Instant Index: Superman Soars Into 75th Anniversary

VIDEO: Diane Sawyer reveals the top stories that have people buzzing this week.

From the unconventional and awe-inspiring to the hilarious and heartwarming, here's a look at some of the most interesting photos, videos and stories that have our newsroom talking today. What's capturing your attention, filling your inbox and cluttering your Facebook/Twitter feed? Tweet us the stories you're talking about using #InstantIndex or email us at and they could appear on World News.

97-Year-Old Man Lands Rare Bomber Retired Lt. Col. Richard Cole, 97, made history when he landed a rare B-25 bomber this week at a Florida reunion of World War II veterans. There are only four veterans alive who flew the April 18, 1942 "Doolittle Raid" on Japan after Pearl Harbor. For their reunion, which they say will be their last, the vets plan to toast with a bottle of Cognac from 1896, the year Cmdr. James Doolittle was born.

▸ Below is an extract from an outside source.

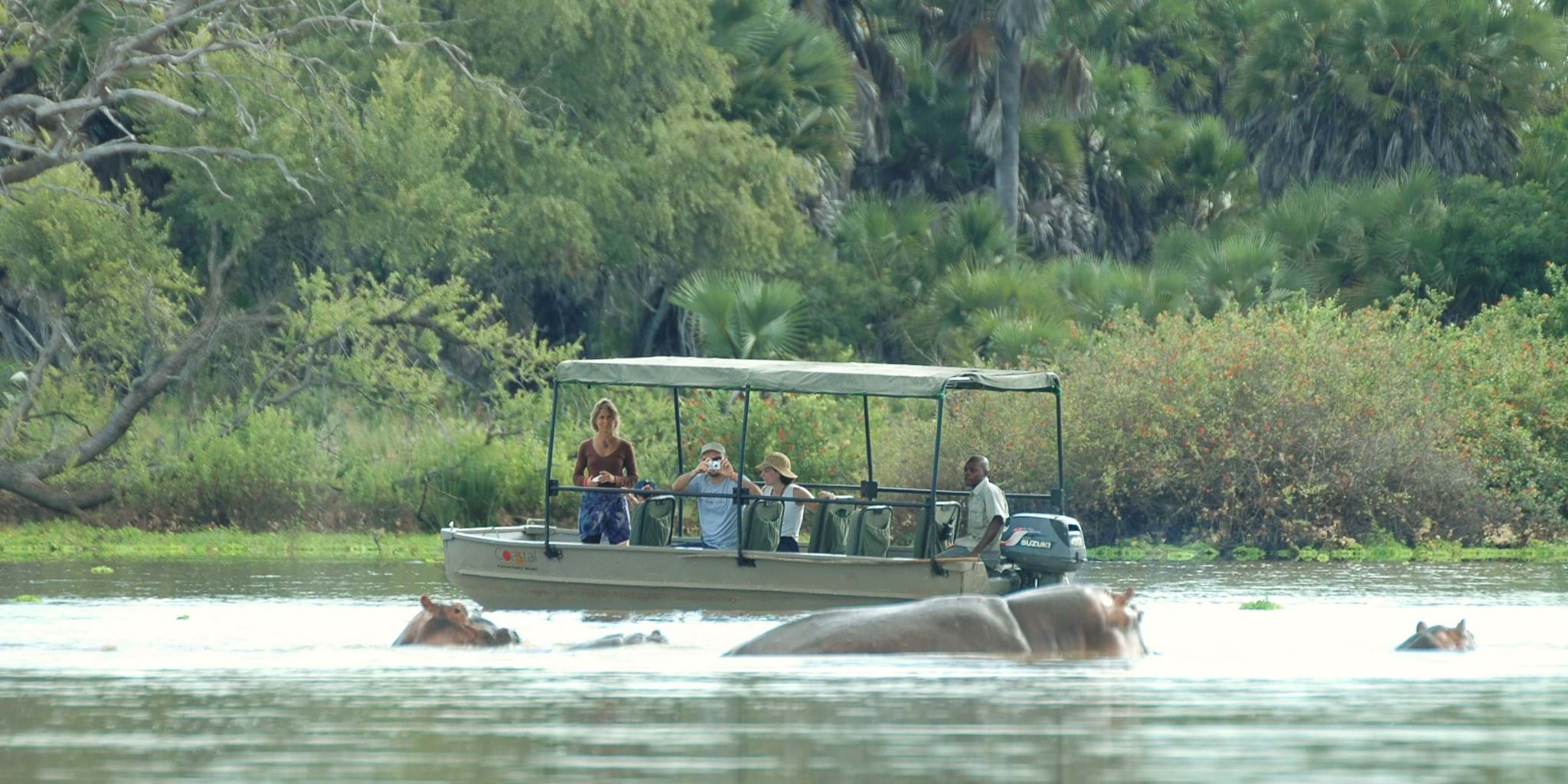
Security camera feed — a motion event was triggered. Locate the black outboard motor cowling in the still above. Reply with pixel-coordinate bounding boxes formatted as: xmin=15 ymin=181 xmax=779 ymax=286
xmin=1002 ymin=513 xmax=1088 ymax=586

(Northwest Florida Daily News, Nick Tomecek/AP Photo)

'Superman' Turns 75 It's a bird, it's a plane, it's the 75th anniversary of "Superman and Lois Lane." The comic, created by Cleveland natives Jerry Siegel and Joe Shuster, first appeared 75 years ago for only 10 cents. The cover of the April 18 issue, which now goes for more than $2 million, showed Superman lifting a car over his head. The brawny character changed over the years, beefing up and going on TV with George Reeves and to movies with Chris Reeve. "The Man of Steel" will be the star of a new "Superman" film due in June. Back in 1938, DC Comics acquired the rights to Superman from the authors for $412.

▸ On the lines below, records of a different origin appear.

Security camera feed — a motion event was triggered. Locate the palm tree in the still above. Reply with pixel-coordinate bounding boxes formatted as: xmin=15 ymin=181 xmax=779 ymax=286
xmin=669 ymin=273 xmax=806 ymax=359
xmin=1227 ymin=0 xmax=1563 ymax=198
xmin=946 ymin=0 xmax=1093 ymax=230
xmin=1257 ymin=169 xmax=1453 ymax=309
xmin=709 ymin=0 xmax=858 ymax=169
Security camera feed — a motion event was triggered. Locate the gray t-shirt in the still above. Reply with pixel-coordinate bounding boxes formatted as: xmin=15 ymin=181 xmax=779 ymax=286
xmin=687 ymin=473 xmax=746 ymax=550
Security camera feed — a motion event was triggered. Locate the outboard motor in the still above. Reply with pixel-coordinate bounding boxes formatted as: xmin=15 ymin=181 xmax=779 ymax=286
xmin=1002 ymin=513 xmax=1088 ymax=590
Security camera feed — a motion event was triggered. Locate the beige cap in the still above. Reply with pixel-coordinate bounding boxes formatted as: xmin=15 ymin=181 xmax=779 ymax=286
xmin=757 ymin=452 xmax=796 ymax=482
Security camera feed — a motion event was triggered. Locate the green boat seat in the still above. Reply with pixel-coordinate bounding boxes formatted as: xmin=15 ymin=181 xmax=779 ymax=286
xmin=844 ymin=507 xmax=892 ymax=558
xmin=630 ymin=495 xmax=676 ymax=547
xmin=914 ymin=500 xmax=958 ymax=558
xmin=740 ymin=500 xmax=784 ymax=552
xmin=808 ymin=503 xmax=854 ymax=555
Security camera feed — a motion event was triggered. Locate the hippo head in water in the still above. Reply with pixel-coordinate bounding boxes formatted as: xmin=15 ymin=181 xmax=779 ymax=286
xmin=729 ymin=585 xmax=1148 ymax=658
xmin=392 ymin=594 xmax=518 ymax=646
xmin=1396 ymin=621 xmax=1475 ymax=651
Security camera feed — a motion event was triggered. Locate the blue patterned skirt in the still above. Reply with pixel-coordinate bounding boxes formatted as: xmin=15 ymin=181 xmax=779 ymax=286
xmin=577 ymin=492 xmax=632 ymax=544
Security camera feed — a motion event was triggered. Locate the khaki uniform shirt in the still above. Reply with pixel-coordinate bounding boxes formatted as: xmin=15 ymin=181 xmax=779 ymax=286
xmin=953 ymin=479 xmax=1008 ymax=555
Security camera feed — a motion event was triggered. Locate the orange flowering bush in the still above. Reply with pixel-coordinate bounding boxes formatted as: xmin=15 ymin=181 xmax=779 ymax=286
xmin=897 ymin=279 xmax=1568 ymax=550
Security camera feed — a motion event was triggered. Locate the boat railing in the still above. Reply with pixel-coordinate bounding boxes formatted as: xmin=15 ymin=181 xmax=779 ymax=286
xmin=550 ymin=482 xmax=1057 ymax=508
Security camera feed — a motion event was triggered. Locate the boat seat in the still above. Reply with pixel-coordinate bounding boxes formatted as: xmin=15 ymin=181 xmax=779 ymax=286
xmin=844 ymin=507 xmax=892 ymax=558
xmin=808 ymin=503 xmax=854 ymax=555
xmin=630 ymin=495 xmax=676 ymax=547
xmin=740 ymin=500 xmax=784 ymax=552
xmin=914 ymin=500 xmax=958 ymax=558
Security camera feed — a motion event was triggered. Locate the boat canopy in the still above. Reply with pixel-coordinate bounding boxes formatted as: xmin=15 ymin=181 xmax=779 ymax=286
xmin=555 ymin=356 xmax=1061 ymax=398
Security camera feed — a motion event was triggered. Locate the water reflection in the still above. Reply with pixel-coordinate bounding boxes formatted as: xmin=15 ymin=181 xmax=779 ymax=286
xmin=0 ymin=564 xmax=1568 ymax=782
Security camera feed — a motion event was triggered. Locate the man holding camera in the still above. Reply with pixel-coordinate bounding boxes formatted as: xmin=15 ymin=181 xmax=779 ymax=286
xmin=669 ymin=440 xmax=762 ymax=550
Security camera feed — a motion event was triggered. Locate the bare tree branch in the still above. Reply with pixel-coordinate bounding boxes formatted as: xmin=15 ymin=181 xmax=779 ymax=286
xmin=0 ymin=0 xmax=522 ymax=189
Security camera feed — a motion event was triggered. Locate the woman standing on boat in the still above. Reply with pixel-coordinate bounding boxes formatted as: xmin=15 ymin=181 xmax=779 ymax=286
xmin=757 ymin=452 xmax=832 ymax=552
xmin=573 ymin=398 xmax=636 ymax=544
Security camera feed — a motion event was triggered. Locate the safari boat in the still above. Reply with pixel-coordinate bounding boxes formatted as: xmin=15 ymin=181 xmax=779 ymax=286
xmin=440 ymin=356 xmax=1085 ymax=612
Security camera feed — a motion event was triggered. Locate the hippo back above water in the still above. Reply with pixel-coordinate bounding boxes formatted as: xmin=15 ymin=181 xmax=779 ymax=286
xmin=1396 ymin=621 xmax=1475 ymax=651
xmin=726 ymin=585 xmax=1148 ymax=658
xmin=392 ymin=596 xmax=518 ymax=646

(Hulton Archive/Getty Images)

Three New Planets Discovered There is good news in the stars tonight. Combing through more than 15,000 solar systems, scientists have found three new planets around one sun. Each is a little bigger than Earth and, in theory, could sustain life. They're what scientists call "Goldilocks Planets" because they're not too hot and not too cold. The bad news is that they're more than 1,000 light years away. One light is about 6 trillion miles!